Hutt, who’s now living in the Peggy’s Cove area of Halifax, said it “isn’t right” that some landlords forbid tenants with pets into their units, therefore creating another barrier for individuals already struggling to access affordable housing.
Although he’s grateful to have found a place to live thanks to the generosity of some, not all pet owners are experiencing the same fortune.
Hugh Chisholm, president of the Tuxedo Party of Canada Cat Welfare Society, a non-profit organization that advocates for animal rights, said landlords are prohibiting animals from their units as “a way around the rental cap” — suggesting they can kick the pet owner out if they refuse to get rid of their pet, and then raise the price for the next tenant.
“We’ve been seeing a lot of surrenders of pets at our facilities … because ‘no pet clauses’ seem to be on the increase in the area and people are faced with the horrible decision to give up their pet or give up their home. And in a housing crisis, if you give up your home, you may end up living on the street,” he said.
“If they can force people to move out then they can raise the rent for the next person to move in.”
Chisholm said he foresees conditions worsening if a bill isn’t introduced to remove barriers for pet owners looking for a place to live.
“We have landlords telling people ‘You have to get rid of a family member or get out’,” he said, adding that one of his organizations that house animals is already at maximum capacity due to a skyrocketing number of pet surrenders.
“There’s an example of a lady, a senior citizen who had a cat for 10 years, and suddenly one day she got a note from her landlord saying that you’re not allowed to have your pet anymore. So, she had to surrender this companion that she had,” he said.
“You can’t go looking for another place to live if you’ve lived there for decades… I think it’s just landlords taking advantage of a loophole.”
On Friday, Nova Scotia NDP leader Claudia Chender said pets are one of several factors leading to tenant evictions.
“A building gets purchased where purchasers would like to raise the rent, they can’t, and so if that building has a number of pets, that’s a way to do it, to say ‘In a prescribed amount of time, this will no longer be a pet-friendly building’,” she said.
“You’re forcing people to choose between their pets and housing … people consider pets a part of their family. But at the centre of the issue is whether people should have security of tenure.”
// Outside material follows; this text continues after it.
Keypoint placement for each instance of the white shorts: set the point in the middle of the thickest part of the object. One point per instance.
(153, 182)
Chender said the intention of the bill would be to entirely prevent landlords from barring pets from a unit, adding that the practice is increasingly occurring mid-lease and putting tenants in an undesirable situation.
But not everyone agrees with that approach.
Kevin Russell, executive director of the Investment Property Owners Association of Nova Scotia (IPOANS), described the legislation, also known as Bill 350, as one of the “stupidest ideas the NDP has come up with.”
“The bill does not take into consideration the fact that there are other renters out there who want to live in no-pet buildings … it’s a large swath of tenants,” he said.
“There’s a variety of reasons for that, it could be they’re fearful of animals, their health, it’s just a quieter environment. It doesn’t take into consideration those renters.”
Russell said the frustrations from tenants who share the same sentiment aren’t directed toward pets in particular, but rather “irresponsible pet owners.”
“Unfortunately, there’s a large number of them (pet owners) that cause problems and it ruins the whole living environment for the rest of the building … there are health and safety reasons that people want to live in a no-pet building, and we shouldn’t discriminate against them,” he said.
Russell stressed the need to maintain balance in the rental market, as he said there should continue to be a separation of buildings that allow pets and don’t allow pets — based off the preference of the building owner and tenants.
“That’s the way the market should be,” he said.